Kisah Inspiratif Penyintas Gempa Lombok 2018, Lahir dalam Keterbatasan Bertumbuh dengan Harapan
- docuseries
Meski dalam kondisi yang penuh kepanikan dan ketegangan, Jayadi tetap berusaha tegar demi keluarganya. Anaknya yang berusia 4 tahun bahkan berusaha menghilangkan rasa takut sendiri dengan meminta agar ia diperbolehkan bernyanyi. Namun, meskipun telah enam tahun berlalu, Jayadi mengaku bahwa trauma dari bencana tersebut tidak berangsur hilang. "Kadang, mendengar suara keras bisa membuat saya mengingat hari naas tersebut, bahkan istri saya bisa sampai gemetar dan sesak nafas, tapi saya mencoba mengalihkannya dengan pekerjaan," cerita Jayadi.

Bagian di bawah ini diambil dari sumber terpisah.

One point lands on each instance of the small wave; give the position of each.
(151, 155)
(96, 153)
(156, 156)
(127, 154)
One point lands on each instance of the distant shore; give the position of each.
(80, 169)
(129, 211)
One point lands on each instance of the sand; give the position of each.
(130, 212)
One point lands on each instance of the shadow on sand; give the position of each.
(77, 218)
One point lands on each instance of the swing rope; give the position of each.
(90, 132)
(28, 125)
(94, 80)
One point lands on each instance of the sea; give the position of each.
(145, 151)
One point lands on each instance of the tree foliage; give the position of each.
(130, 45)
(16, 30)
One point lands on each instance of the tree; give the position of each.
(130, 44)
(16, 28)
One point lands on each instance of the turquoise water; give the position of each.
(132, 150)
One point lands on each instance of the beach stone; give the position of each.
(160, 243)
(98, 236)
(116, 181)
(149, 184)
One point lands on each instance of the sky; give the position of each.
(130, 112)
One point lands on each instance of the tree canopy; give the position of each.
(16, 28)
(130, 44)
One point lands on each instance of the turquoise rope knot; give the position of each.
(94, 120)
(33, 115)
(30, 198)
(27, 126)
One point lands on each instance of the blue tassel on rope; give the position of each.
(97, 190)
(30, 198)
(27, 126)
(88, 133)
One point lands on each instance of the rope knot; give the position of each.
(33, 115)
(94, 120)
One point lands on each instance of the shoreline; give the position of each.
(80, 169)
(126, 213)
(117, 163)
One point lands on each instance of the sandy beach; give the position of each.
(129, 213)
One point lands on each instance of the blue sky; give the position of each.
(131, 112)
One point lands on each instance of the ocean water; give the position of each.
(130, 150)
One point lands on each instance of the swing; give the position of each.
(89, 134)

Lahir dalam Keterbatasan, Bertumbuh dengan Harapan
Lahir dari keluarga sederhana, Jayadi tumbuh dengan penuh perjuangan. Ayahnya seorang supir yang kemudian beralih menjadi petani, dan meski Jayadi dikenal sebagai anak yang cerdas dan bahkan menerima PMDK (Penelusuran Minat dan Kemampuan) yang memungkinkan Jayadi bisa masuk perguruan tinggi tanpa ujian, ia tidak ingin membebani orang tuanya dengan biaya pendidikan yang tinggi. “Saya tidak berani membicarakan apa yang saya dapatkan ke orang tua saya. Saya harus bekerja keras setelah lulus SMA untuk membantu keluarga,” ungkapnya.
Meskipun hidupnya penuh tantangan, Jayadi tidak pernah berhenti berusaha. Ia berhasil diterima bekerja di restoran McDonald’s Indonesia setelah tiga kali melamar. Pada tahun 2016, ia diangkat sebagai Regional General Manager (RGM) di Mataram, Lombok, sebuah posisi dengan tanggung jawab yang cukup besar, yang sempat membuatnya tidak percaya diri karena ia hanyalah seorang lulusan SMA.

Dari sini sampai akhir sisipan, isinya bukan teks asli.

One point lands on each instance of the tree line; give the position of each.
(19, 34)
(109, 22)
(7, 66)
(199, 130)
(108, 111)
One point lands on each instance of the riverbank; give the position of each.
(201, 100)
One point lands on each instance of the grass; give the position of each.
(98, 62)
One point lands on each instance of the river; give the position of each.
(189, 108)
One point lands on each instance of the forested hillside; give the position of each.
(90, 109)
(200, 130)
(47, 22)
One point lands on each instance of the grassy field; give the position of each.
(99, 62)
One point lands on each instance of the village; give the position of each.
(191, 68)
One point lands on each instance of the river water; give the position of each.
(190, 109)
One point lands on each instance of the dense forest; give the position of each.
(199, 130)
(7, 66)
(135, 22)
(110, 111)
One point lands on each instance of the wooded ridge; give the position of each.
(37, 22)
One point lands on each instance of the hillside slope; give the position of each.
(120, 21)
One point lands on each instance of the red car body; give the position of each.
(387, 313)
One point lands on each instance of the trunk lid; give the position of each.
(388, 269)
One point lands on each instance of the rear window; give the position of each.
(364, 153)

Bencana gempa terjadi saat Jayadi sedang bertugas di Mataram. Meski demikian, gempa Lombok membawa banyak pelajaran baginya. Keberanian dan rasa tanggung jawab kepada keluarga serta masyarakat mulai membentuk pandangannya tentang hidup. Ia semakin merasa bahwa kehidupan harus berguna untuk orang lain. “Bencana Lombok menyadarkan saya bahwa hidup itu harus berguna untuk keluarga dan masyarakat. Saat melihat orang-orang baik yang memberi air dan selimut, saya merasa terinspirasi,” ujar Jayadi.

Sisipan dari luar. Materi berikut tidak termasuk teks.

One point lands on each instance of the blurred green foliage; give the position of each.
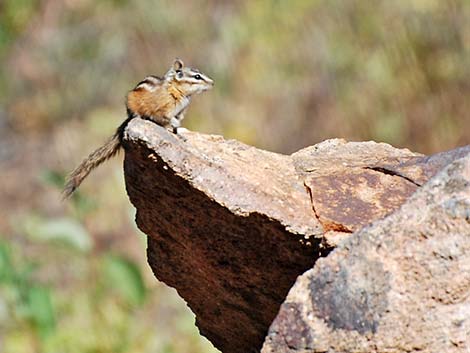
(73, 276)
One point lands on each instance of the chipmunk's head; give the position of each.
(188, 80)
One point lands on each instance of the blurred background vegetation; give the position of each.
(73, 276)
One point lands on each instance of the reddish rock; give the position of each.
(231, 226)
(400, 285)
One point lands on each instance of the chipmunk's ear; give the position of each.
(178, 64)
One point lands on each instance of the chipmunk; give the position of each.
(161, 100)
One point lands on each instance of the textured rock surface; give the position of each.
(401, 285)
(231, 226)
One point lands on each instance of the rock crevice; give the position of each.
(231, 227)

Bencana ini juga membawa Jayadi untuk lebih terlibat dalam kegiatan sosial. Ia bergabung dengan Sekaa, sebuah organisasi adat yang menghimpun keluarga-keluarga untuk berpartisipasi dalam berbagai kegiatan masyarakat. “Sekaa mengajarkan saya bagaimana memiliki rasa empati, bekerja sama dengan orang lain, dan meredam ego demi kepentingan bersama,” jelasnya.